Secularism is on the rise and one of the narratives motivating it is the view that God is no longer needed to explain consciousness and its origins.

A new view on consciousness is increasingly gaining attention in science and religion discussions. This is both promising and disheartening. It is promising because it means that hard-line scientistic views of consciousness advanced by the New Atheists (e.g., Daniel Dennett and Sam Harris) are increasingly becoming less plausible in popular discussions. It is disheartening because the view replacing it remains secular—that is, it’s just another view that purports that consciousness and everything else can be explained without God.
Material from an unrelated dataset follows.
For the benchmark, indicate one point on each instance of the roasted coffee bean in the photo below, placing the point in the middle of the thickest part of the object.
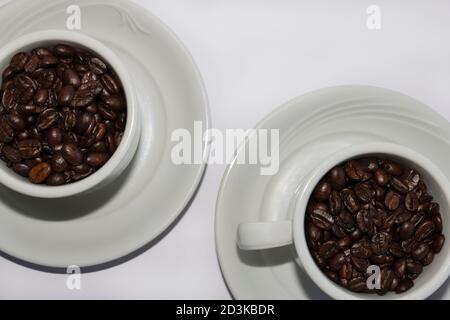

If you’re religious, then this isn’t good news. And, it’s disheartening because we are hearing of ongoing reports that the West is increasingly becoming secular. Pew Research reports have in recent history reported that there is a significant decline in religious belief as well as religious practice. Much of this seems to be the fruit of church closings of 2020 simultaneous with progressive secularist re-envisionings of traditional institutions like marriage. What this means is that there are growing numbers who identify as “unaffiliated” and, worse, atheistic. What this ultimately means is that there is ongoing decay of societal values and a weakening of the moral fiber of its citizens. As a Christian minister, I am concerned that we are seeing the dwindling of values that solidify a strong society committed to principles representing traditional Christian teaching. And, worse, many are pushing for further secularization that they see as part and parcel of what it means to be a democratic society. One recent author described this as a religion in itself, just not one that is theistic.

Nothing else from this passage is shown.